*

  At her home office, Apex carefully read the detailed COSA overview file prepared for the President of the United States' trips to the summits. FedSec explained the project as a spontaneously created database integration by concerned businesses and agencies, and recommended the President support all government departments' participation in the global experiment. 'What a bunch of liars,' Apex thought. 'Some experiment.' The document did not call for Presidential or any other level of approval. Instead the experiment would be rolled out as a test, and miraculously over the years no one would bother to roll the system back. FedSec's careful language did not bind the administration, nor government departments, nor industries, yet within a couple of decades, the organization expected the early phases of the project to be flawlessly functioning for global surveillance tracking integrated with personal online data.

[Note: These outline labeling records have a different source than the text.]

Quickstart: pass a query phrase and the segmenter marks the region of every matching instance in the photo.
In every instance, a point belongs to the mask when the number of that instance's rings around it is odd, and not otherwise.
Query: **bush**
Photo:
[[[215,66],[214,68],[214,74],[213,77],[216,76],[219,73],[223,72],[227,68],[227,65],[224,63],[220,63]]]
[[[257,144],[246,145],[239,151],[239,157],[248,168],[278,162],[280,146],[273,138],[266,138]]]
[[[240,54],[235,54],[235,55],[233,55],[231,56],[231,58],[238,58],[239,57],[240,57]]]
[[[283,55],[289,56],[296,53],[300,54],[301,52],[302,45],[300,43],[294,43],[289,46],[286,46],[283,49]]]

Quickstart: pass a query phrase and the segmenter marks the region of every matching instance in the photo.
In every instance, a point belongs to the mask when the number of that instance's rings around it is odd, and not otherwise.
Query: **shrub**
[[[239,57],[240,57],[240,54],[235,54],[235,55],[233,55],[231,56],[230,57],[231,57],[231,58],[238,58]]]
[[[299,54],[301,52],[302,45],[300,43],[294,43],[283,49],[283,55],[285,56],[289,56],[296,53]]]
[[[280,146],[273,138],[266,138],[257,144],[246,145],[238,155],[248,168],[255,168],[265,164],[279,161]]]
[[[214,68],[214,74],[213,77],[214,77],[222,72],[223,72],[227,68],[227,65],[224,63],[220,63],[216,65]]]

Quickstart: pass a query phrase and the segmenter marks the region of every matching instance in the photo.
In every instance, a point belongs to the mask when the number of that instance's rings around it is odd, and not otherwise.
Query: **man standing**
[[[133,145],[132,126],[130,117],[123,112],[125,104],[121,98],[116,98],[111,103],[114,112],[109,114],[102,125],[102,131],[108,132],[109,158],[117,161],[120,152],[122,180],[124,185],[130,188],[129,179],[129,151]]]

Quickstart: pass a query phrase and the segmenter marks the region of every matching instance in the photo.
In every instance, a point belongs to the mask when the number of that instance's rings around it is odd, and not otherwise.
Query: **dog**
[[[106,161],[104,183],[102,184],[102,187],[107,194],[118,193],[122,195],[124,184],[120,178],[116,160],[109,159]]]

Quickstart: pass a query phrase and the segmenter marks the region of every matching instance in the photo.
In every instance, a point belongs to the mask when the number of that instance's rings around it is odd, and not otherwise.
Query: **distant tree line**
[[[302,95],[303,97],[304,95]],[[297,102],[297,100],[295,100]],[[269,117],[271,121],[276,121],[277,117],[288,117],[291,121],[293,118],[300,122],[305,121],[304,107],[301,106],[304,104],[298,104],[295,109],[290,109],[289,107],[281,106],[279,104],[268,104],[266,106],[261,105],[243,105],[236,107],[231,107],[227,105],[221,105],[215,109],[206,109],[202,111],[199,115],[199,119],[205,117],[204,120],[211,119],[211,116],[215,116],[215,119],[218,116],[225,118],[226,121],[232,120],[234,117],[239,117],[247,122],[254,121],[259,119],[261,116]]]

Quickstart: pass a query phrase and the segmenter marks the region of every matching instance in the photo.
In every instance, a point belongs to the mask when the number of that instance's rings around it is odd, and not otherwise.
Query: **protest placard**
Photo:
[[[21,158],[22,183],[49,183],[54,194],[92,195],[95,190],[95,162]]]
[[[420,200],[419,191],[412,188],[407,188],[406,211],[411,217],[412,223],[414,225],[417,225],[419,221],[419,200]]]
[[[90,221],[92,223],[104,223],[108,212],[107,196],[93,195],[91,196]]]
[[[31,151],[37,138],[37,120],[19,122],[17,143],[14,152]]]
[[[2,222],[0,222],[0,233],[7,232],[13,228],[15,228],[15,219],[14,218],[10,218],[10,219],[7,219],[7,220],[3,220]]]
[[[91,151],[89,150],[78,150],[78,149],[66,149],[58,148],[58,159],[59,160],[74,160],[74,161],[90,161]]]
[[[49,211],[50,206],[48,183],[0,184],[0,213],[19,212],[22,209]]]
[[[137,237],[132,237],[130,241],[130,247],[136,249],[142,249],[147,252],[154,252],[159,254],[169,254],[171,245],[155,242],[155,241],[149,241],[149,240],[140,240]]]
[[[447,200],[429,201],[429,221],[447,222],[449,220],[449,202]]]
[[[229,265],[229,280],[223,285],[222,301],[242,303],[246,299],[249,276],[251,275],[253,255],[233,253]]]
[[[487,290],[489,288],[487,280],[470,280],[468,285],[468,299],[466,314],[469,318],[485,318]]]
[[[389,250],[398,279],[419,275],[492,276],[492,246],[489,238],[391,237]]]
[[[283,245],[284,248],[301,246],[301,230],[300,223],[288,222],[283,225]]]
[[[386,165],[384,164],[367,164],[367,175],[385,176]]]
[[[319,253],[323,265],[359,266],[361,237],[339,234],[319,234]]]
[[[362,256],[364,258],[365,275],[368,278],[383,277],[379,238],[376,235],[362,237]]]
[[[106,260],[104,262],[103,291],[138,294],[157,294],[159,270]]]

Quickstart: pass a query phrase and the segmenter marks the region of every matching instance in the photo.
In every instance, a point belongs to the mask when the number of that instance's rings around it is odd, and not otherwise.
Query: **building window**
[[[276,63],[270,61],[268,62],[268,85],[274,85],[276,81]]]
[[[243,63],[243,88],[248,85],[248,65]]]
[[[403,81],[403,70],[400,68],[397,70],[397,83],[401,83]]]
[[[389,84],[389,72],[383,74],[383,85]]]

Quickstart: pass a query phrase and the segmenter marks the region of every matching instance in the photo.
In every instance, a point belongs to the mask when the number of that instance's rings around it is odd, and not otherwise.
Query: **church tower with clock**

  'Carter was right,' Apex conceded. 'They have set up an entire global system to move forward without human intervention. No government department has a reason to withdraw from an experiment aiding national security. The funding from each department is minimal, no one can see the underlying financing located all over the world provided by those who expect to benefit from the data aggregation capabilities. No one has a view into the entire picture of this project, its mandate is to take personal privacy and hand the data over to governments and businesses. There's no story for the press, no obvious crime against which the public could rally. Only a carefully thought through scheme designed to provide a window into private activity for a government bent on control.'

  But Apex knew there were people who would take the time to analyze the details and would be able to understand its implications. Diligently, she prepared a summary of the document's key points - the planned connection of the project's server farm infrastructure and the intentions of its consumer facing views. Packaging the summary with the original blueprint, she e-mailed the files to every independent technologist she knew, everywhere in the world.